By contrast, trade diversification has proceeded as planned. The volume of trade with Belt and Road Initiative (BRI) participating countries has grown significantly to reach RMB 11.6 trillion ($1.6 trillion) in 2021 (from RMB 8 trillion ($ 1.1 trillion) in 2014). This almost doubles the trade volume between China and Association of Southeast Asian Nations countries at $878 billion. These countries participate in the BRI to various degrees, so the comparison highlights the trade relationship with two overlapping blocs of countries. Most importantly, both of these relationships stand well ahead of trade with the EU at $695 billion and the United States at $657 billion. The resulting ranking of trade partners gives China some room for maneuvering in the face of economic pressures, including sanctions, from the West—by increasing trade with the rest of the world.
China has captured more value added activities through trade by increasing the share of its value added in the exports of foreign countries while reducing their value added in China’s exports—thus improving the quality of its trade with the world.
China has also taken steps to diversify the sources of supply of key inputs it needs to import—including oil, gas, and grains (buying more from allied Russia); iron ore (stepping up investment in Guinea and Cameroon), and bauxite (more investment in Guinea and Ghana). These efforts aim to lessen China’s dependence on oil from the volatile Middle East and on iron ore from Australia, which China deems politically unreliable.

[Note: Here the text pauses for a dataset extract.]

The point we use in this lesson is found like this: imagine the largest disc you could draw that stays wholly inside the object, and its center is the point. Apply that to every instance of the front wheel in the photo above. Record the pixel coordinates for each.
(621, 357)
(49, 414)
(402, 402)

The domestic leg of dual circulation
On the domestic side, the pandemic has reversed the growth of both private consumption and services as a share of GDP. From a low of 34.6 percent of GDP in 2010, private consumption has increased to a high of 39.1 percent in 2019, to fall back to 37.8 percent in 2020. It has recovered somewhat, reaching 38.5 percent in 2021, but will probably decline again in 2022 due to the aftereffects of the Omicron variant infection. The share of services in GDP has increased from 44.3 percent in 2011 to a high of 54.5 percent in 2020, to decline to 53.3 percent in 2021.
By comparison, the investment to GDP ratio has inched upward to 43 percent in 2021 from 42.9 percent in 2020. It is likely to rise again as China has stepped up fixed asset investment to support faltering growth so far this year. Over the past decade, this ratio has declined from a high of 47 percent in 2011 to a low of 42.6 percent in 2016 then fluctuating in a range of 42.6 percent and 44 percent (in 2018). Private investment has slowed a bit so far this year but still accounts for 56.9 percent of overall investment, continuing to exceed 55 percent since 2012.
While the gap in favor of investment over private consumption has narrowed from 8.4 percentage points to 4.5 percentage points over the past decade, it has become stickier in recent years. This reflects the difficulties in reversing the relative shares of GDP of these two key sectors—which is a key goal of the dual circulation strategy.
On balance, dual circulation represents a rational effort to rebalance the Chinese economy by reducing its reliance on net export and fixed asset investment, both of which have become unsustainable in driving growth. It has made some progress in doing so. However, it will take time—especially after the pandemic subsides—to see if and how this strategy can sustain “quality growth” for China in the face of strong international headwinds; structural impediments such as population aging and decline as well as falling productivity growth; and Xi Jinping’s emphases on securing common prosperity and ”holistic security” for the country.
Hung Tran is a nonresident senior fellow at the Atlantic Council, former executive managing director at the Institute of International Finance, and former deputy director at the International Monetary Fund.